Durban – The ANC Youth League claims that its Twitter account was hacked this morning using a Huawei phone in Cape Town, following bizarre tweets posted on the account seemingly endorsing a call for the disbandment of the ANC’s youth body from within.
The tweets, which read “Only I have a password – Oros can’t log me out. DISBAND NOW!!” and “We are protecting people from themselves – by our principled call to disband the ANCYL”, were deleted as quickly as they had been posted.
Moments later another tweet was posted on the account stating that: “The official @ANCYLhq account has been hacked. Please ignore all the posts posted today. We are working with authorities to resolve the matter. Regards @ANCYLhq Communications.”
Mlondi Mkhize, ANCYL spokesperson, says that although they were working with relevant authorities to establish who had hacked their account they had found that a Huawei phone in Cape Town had been used to post the tweets.
Mkhize refuted suggestions that the tweets were from a rogue element from within the ANC Youth League given growing calls in recent weeks by some members of the ANCYL from various parts of the country, including KwaZulu-Natal, Gauteng, Eastern Cape and Limpopo calling for the structure to be disbanded.
“Rogue elements would not find expression on our Twitter account because our Twitter account is managed by two people, one of them is a seasoned communicator and one of them is from a communicators organisation and they are someone that we don’t doubt.
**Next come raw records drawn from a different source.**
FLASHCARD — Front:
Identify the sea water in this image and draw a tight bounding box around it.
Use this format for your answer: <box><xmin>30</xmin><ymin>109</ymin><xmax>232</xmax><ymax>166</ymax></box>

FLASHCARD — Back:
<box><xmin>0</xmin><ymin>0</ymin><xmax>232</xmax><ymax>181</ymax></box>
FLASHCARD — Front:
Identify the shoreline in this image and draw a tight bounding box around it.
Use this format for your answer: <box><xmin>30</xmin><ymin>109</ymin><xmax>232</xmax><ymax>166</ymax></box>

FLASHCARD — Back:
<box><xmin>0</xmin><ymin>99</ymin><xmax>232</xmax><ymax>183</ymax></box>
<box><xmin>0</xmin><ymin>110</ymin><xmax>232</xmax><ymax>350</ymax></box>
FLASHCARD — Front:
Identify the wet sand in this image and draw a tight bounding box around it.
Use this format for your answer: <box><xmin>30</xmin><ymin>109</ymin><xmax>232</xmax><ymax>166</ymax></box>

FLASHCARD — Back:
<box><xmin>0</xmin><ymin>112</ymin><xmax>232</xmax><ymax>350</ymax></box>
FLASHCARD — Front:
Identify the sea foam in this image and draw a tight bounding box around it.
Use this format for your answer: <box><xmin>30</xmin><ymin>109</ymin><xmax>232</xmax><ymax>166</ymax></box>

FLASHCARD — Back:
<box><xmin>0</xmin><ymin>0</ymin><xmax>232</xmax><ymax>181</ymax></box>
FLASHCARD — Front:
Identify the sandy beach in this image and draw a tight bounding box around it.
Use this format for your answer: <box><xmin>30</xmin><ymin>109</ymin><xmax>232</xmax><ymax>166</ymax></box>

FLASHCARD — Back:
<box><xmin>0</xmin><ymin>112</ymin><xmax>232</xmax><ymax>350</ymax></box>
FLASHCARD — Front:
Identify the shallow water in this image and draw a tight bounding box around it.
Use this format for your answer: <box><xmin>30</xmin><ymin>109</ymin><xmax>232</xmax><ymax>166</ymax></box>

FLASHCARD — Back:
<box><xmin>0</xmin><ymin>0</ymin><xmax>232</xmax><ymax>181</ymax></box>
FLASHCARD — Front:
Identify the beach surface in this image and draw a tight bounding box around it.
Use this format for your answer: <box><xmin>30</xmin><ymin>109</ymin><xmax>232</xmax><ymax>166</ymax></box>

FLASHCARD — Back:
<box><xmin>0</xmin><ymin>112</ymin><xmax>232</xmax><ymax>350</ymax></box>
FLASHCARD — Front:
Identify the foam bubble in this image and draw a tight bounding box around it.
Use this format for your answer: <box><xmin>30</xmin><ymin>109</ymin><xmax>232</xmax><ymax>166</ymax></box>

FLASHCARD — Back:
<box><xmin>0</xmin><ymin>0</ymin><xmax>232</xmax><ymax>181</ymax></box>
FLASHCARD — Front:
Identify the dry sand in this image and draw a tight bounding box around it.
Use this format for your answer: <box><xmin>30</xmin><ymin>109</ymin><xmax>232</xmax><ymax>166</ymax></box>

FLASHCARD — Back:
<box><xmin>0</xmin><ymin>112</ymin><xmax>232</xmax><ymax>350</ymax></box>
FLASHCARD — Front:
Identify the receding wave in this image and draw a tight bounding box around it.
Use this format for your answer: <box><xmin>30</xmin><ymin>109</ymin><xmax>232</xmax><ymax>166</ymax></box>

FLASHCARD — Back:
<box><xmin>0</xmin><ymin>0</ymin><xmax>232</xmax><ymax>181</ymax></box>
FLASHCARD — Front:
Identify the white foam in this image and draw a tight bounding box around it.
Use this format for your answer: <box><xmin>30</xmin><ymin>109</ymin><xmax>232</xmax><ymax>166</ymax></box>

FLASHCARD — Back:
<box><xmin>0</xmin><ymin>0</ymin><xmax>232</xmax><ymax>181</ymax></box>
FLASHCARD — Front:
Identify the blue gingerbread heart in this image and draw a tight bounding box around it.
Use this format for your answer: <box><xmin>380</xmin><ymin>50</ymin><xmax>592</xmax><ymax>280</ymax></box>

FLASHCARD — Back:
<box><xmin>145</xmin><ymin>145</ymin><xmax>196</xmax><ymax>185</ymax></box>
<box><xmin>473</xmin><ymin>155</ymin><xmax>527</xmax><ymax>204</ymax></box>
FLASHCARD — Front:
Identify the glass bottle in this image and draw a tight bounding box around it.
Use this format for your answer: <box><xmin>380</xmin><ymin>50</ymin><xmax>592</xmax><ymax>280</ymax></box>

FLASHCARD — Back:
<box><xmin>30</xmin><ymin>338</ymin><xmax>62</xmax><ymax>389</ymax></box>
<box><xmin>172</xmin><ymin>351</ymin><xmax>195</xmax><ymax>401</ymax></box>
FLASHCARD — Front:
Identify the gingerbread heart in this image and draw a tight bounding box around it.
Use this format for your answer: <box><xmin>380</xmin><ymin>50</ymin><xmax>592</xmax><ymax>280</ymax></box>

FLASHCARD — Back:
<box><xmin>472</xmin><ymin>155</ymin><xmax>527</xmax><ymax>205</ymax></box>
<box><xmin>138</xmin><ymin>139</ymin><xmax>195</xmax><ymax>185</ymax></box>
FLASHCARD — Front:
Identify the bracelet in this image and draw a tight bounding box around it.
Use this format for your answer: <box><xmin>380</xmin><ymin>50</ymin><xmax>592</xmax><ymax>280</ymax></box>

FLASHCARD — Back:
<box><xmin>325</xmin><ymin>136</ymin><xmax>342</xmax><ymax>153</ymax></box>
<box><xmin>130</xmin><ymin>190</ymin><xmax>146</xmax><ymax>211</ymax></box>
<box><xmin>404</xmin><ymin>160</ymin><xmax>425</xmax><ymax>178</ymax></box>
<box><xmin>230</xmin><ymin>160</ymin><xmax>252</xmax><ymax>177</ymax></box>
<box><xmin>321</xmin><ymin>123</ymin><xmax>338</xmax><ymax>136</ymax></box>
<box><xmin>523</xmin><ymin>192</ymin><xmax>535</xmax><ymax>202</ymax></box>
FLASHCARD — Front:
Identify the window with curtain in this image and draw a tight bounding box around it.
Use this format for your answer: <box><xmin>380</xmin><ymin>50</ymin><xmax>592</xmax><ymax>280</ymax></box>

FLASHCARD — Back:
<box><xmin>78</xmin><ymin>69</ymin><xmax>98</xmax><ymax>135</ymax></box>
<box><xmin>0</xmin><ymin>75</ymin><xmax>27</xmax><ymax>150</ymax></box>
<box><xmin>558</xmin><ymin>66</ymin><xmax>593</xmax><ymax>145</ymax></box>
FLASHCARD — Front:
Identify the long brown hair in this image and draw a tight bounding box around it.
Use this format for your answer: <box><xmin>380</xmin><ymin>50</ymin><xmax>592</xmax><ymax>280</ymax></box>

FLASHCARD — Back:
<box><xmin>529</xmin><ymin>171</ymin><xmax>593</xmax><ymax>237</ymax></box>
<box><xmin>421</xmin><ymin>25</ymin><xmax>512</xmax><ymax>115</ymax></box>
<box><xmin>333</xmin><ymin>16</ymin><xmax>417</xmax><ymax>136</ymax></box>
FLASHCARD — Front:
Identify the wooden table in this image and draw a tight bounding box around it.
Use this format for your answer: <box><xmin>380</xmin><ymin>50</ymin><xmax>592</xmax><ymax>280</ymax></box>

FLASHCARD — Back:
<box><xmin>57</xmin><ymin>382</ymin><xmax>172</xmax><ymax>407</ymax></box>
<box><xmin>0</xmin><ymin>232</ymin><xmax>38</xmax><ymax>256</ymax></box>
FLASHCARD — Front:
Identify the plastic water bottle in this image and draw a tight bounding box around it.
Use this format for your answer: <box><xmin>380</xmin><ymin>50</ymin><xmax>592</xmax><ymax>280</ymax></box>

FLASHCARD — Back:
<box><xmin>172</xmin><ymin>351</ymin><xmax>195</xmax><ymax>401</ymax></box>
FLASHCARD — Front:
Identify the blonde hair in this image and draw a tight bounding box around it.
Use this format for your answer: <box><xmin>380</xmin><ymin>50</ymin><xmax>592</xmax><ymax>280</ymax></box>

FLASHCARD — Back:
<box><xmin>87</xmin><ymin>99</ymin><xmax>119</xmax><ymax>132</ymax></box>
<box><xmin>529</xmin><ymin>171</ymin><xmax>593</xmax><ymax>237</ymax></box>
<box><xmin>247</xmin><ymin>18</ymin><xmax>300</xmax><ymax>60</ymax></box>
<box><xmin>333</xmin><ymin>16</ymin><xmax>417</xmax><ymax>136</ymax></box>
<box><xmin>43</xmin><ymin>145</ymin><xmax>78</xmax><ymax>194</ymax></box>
“When this incident happened both comrades concerned called me asking whether I had tweeted anything because I equally have access to tweet from the account and I told them no.
“We decided to do some form of an investigation and what we are able to tell for now is that the tweet was done with a Huawei phone and it was done in Cape Town,” Mkhize says.
He says that those calling for the disbandment of the Youth League were not official structures of the league but just individual members.
“For an organisation as sizeable as ours there can’t and there will not always be a convergent of views and under these conditions then you do see, here and there, people doing whatever they feel like.
“People are calling for the disbandment of the Youth League, they are making this against the two letters that have been addressed to the secretary general that have been circulated on social media seeking clarity and promising to go to court if the NEC were to continue,” says Mkhize.
He adds that by the time those members calling for the disbandment marched to Luthuli House, the ANC had already prepared for this eventuality.
“In the current day and age the ANC, including all its leagues, is on a different political trajectory than before,” Mkhize says.
His says that former Youth League president Fikile Mbalula alongside his secretary general Sihle Zikalala had delivered the 2008 ANCYL conference after their term of office had been due by a year or two and that this was permissible because the organisation was living under certain political realities at the time.
“The ANC in the past three to four years has been flooded with court cases like nobody’s business and I am sure the ANC would have thought of this that whether some wins or lose there’s a probability that some might go to court and challenge the authority and therefore the correctness of the congress through the NEC that we are part of.
“So those are things that different corners or those who use logic would have realised that the ANC is in an awkward position,” says Mkhize.
He adds that those calling for the disbandment were not even involved in activities in their branches but they now had “the energy to go toyi toyi” because they regarded themselves as national leaders with a national appeal and appetite.